The beekeepers can be found, occasionally, tending to their hives, dressed in their slightly spooky beekeeping outfits, with veils attached to wide-brimmed white hats.

beekeepers in the woods

Apart from the beekeepers, no one else much seems to frequent the more remote parts of the woods, except me and Freddie. The  only sounds are the wind, sighing through the pine trees, the occasional buzzing of the bees, and the scrabbling of Freddie’s paws as he excavates yet another hole amongst the flowers:

freddie digging hole amongst flowers2

The further you go, and the higher you get, the more wild flowers there are, and after about 90 minutes’ walking there is a wide, steep track, climbing to a high point from where you can look inland towards the mountains, and out across the sea. This track  is, for a couple of weeks a year, completely carpeted in purple flowers:

purple flowery road 

the only way is up

By the time we get to the top of the purple flowery road, Freddie and I will have been walking for a couple of hours, and are ready to take a rest on the summit of the hill, from where we can look out over the Aegean to the islands of the archipelago, and back across the hills to Ayvalik (which you can see just to the right of Freddie’s head in the photo):

Freddie in the flowers

It’s a long walk home, but during April and May we walk this way as often as possible; it’s always beautiful in the hills around Ayvalik, but when the wild flowers are blooming in such spectacular abundance, the beauty is quite overwhelming.  It seems strange that so few people walk in the hills, or see the flowers, but in 3 years of regular walking through these woods, we have met only a handful of people.

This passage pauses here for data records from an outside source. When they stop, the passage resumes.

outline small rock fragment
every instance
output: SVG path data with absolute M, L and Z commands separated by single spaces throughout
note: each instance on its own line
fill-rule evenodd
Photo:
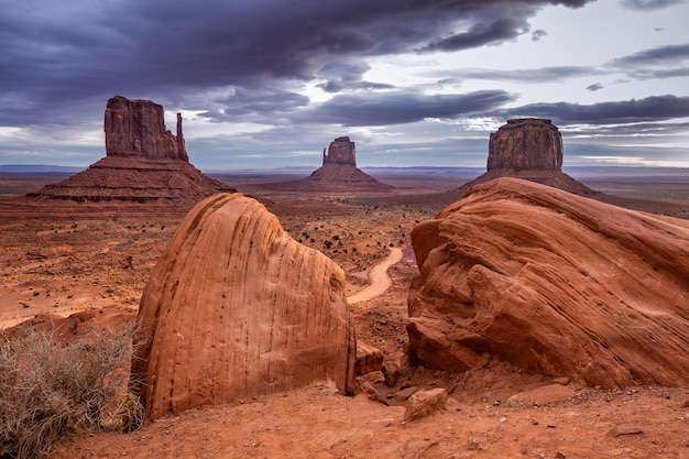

It’s rather like having our own private National Park…

To my shame, I am unable to give a name to most of the many different species of flowers which are currently blooming here, beyond the obvious lavender, dog roses, daisies and poppies; next year I will have to buy a field guide to the flora of Asia Minor, and see how many different flowers I can identify, but to give you an idea of their variety, the picture below shows a small bouquet I gathered last week for a friend whose health currently prevents her from walking in the hills  - and yes, I know that in the UK you’re not meant to pick wild flowers, but here there are, quite possibly, millions of them, mostly blushing unseen. I feel extraordinarily fortunate to be able to spend so much time walking through the flowers, marvelling at their beauty, and immersing myself in the deep, deep quiet of the woods.